Traditionsgemäss stellt der TC Wettingen bei den Männern eine Mannschaft in der NLC. Das wird in diesem Jahr nicht mehr der Fall sein. Die Klubführung, welche die erste Mannschaft bisher finanziell unterstützt hat, hat entschieden, dass die Mehrheit der Spieler reguläre Klubmitglieder sein müssen und nicht Athleten, die lediglich für die Interclubpartien verpflichtet werden, wie Vereinspräsident Beat Fellmann erklärt.

Schwächen im Nachwuchs

Damit standen die Wettinger, die in der Vergangenheit stets auf externe Verstärkung angewiesen waren, vor einem Problem: Der eigene Nachwuchs ist zu schwach, um in der NLC bestehen zu können, und das Unterfangen blieb erfolglos, neue Spieler zu suchen, die sich längerfristig im Team integrieren wollen.

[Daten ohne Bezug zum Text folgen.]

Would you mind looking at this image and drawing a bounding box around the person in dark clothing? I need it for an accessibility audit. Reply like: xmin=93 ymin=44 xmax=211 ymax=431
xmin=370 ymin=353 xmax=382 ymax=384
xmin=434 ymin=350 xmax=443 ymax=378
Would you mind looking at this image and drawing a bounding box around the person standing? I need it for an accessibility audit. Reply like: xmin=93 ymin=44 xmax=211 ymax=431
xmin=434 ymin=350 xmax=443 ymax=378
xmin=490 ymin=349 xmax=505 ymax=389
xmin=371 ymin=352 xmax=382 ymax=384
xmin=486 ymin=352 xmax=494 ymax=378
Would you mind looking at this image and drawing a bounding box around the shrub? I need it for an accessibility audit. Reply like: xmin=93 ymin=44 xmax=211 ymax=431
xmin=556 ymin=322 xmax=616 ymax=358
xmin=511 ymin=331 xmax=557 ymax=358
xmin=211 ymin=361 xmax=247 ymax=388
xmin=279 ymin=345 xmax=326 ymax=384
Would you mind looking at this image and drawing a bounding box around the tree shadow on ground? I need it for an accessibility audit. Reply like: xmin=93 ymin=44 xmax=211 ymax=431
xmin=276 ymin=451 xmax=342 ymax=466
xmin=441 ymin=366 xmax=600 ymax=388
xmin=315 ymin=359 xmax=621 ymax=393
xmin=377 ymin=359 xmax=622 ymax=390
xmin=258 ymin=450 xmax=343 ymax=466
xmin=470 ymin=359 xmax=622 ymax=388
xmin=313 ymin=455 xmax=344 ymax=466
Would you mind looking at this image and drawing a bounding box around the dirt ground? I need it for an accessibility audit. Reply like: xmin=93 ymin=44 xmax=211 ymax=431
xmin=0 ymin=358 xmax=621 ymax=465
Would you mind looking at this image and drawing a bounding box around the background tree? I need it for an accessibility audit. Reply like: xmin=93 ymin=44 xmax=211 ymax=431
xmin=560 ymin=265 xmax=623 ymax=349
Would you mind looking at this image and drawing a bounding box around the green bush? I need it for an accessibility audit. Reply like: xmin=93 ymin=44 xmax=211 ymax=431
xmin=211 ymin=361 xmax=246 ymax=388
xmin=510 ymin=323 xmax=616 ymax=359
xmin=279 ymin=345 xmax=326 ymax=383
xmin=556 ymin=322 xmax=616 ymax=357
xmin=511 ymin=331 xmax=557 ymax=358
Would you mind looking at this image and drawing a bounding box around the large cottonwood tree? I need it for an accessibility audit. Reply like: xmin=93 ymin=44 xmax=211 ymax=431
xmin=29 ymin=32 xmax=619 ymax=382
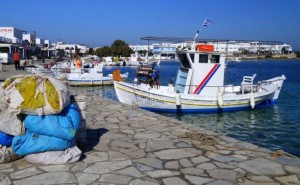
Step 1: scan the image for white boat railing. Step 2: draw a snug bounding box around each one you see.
[169,83,261,95]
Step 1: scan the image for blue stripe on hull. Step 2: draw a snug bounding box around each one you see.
[256,99,277,108]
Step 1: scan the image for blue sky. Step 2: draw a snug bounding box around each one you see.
[1,0,300,49]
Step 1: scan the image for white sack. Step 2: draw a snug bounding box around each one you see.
[0,108,24,136]
[24,146,82,165]
[0,75,70,115]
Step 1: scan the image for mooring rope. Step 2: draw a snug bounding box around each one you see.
[179,132,216,146]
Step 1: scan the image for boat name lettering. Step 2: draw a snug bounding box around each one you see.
[137,94,164,104]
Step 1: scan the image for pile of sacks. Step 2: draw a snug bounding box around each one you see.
[0,75,82,164]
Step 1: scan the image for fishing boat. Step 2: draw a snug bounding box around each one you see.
[67,63,129,86]
[113,37,286,113]
[125,52,143,66]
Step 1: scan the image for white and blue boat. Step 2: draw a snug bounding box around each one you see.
[67,63,129,86]
[114,38,286,113]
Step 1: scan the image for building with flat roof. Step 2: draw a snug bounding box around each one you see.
[129,41,293,59]
[0,27,24,44]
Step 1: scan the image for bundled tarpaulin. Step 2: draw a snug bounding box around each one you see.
[24,103,81,140]
[0,130,13,146]
[0,108,25,136]
[24,146,82,165]
[0,75,70,115]
[12,130,75,155]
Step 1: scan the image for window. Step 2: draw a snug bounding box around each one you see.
[211,55,220,63]
[0,47,10,53]
[199,54,208,63]
[178,53,191,68]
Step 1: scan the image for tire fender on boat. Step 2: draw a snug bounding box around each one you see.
[250,92,255,109]
[217,89,223,108]
[175,91,181,106]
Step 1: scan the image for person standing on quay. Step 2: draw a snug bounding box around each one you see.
[13,50,20,70]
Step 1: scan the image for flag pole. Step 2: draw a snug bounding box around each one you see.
[193,18,208,48]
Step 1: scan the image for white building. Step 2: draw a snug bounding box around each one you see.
[35,38,44,46]
[22,31,37,46]
[44,40,51,48]
[52,42,89,57]
[129,41,293,59]
[129,44,152,51]
[206,41,293,55]
[129,43,179,59]
[0,27,24,44]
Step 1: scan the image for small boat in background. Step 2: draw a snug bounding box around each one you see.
[67,63,128,86]
[125,52,142,66]
[125,52,159,66]
[102,57,122,66]
[227,57,241,62]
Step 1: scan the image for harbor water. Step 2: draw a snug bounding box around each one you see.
[73,59,300,157]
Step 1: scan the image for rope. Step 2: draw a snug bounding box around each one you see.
[179,132,215,146]
[270,150,298,158]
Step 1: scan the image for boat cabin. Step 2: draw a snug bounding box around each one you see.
[175,46,226,95]
[136,65,154,83]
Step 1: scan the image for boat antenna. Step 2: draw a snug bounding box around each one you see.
[257,42,262,81]
[192,18,212,47]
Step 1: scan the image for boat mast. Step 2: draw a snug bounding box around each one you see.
[192,18,211,48]
[146,40,149,64]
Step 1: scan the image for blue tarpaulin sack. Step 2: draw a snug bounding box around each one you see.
[24,103,81,140]
[12,130,75,155]
[0,130,13,146]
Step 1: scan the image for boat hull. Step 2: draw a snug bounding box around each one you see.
[114,81,281,113]
[68,79,114,86]
[67,72,128,86]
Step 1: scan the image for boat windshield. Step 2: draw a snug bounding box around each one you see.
[177,53,191,69]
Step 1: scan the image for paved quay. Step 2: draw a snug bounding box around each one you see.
[0,63,300,185]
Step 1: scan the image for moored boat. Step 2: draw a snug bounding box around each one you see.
[114,38,286,113]
[67,63,129,86]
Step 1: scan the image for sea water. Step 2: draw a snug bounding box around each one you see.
[73,59,300,157]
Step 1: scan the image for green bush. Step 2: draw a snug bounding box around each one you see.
[295,51,300,58]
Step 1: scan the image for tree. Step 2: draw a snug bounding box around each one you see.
[281,47,288,54]
[88,48,94,55]
[95,46,111,57]
[265,51,272,58]
[242,49,249,56]
[295,51,300,58]
[138,49,154,56]
[111,40,133,57]
[74,45,78,58]
[138,50,147,55]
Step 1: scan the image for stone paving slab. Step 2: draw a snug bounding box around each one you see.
[1,64,300,184]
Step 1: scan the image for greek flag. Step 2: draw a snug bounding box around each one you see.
[203,19,212,27]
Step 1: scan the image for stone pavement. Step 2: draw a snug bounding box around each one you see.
[0,63,300,184]
[0,64,31,81]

Der Rückzug der Equipe war daher unumgänglich. «Der Klub bedauert den Rückzug. Wir wären bereit gewesen, bei einem nachhaltigen Konzept die erste Mannschaft weiterhin zu unterstützen», so Fellmann, der betont, dass es zwischen Mannschaft und Klubführung nicht zum Streit gekommen sei. Captain Nicolas Menzato wollte sich dazu nicht äussern.

Teamgedanken in den Vordergrund stellen

Ein Grund, weshalb den Wettingern die Suche nach adäquaten Spielern so schwer gefallen ist, könnte ein Interclub-Projekt aus dem Kanton Aargau sein. Der TC Teufenthal versucht seit einigen Jahren ausschliesslich mit vielversprechenden Aargauer Nachwuchsspielern eine schlagkräftige Truppe zu stellen.

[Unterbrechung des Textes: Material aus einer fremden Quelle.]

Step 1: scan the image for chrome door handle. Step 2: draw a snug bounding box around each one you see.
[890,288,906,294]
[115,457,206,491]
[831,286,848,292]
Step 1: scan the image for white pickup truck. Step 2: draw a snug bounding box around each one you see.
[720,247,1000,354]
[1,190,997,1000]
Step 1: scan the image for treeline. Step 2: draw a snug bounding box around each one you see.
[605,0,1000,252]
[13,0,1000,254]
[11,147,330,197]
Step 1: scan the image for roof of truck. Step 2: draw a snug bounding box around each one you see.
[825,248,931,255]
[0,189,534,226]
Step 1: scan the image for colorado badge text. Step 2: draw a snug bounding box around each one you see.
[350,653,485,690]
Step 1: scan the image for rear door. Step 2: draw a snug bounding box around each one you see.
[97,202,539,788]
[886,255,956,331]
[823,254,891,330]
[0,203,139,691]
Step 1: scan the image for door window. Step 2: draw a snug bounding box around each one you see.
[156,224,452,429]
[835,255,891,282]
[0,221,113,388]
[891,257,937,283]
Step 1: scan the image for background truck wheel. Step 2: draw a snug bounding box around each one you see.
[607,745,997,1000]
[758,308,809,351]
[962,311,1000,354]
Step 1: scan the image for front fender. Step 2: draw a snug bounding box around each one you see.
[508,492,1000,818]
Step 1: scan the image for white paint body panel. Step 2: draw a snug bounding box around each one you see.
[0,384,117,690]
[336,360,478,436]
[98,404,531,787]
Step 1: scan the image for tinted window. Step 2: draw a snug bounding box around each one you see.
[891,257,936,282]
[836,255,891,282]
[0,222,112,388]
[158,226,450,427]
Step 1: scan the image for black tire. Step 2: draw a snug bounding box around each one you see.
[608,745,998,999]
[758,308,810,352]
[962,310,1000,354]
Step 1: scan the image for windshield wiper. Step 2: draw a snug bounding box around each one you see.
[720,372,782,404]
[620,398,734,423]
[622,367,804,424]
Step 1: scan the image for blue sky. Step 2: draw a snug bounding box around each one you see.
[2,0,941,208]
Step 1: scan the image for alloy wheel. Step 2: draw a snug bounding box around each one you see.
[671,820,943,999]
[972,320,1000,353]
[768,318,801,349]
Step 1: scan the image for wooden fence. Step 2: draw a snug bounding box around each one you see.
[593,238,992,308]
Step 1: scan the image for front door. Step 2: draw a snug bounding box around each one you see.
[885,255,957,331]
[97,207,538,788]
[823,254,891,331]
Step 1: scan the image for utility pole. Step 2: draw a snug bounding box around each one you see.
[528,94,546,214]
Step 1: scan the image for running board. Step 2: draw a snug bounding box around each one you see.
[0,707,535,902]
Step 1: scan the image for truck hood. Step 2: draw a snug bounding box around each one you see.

«In der Vergangenheit sind ähnliche Projekte im Aargau leider immer gescheitert. Ich hoffe, dass wir es nun schaffen, indem wir den Teamgedanken in den Vordergrund stellen. Die Jungs sollen so viel Spass haben am Interclub, dass sie bei uns bleiben, auch wenn finanziell lukrativere Angebote vorliegen», erklärt Nicole Riniker, die gemeinsam mit Frank Attula das Teufenthaler Projekt betreut.

Eine entscheidende Saison

Das junge Team, das derzeit von einem Gönnerverein unterstützt wird, hat sich zum Ziel gesetzt, 2016 um den Aufstieg in die NLB mitzuspielen. Davon sind die Teufenthaler derzeit noch weit entfernt. Noch spielen sie in der 1. Liga und stehen dort vor einer entscheidenden Saison. «Wenn wir in diesem Jahr nicht aufsteigen, dann können wir das Projekt beenden. Noch einmal werden die Jungs nicht in der 1. Liga antreten», ist sich Riniker bewusst.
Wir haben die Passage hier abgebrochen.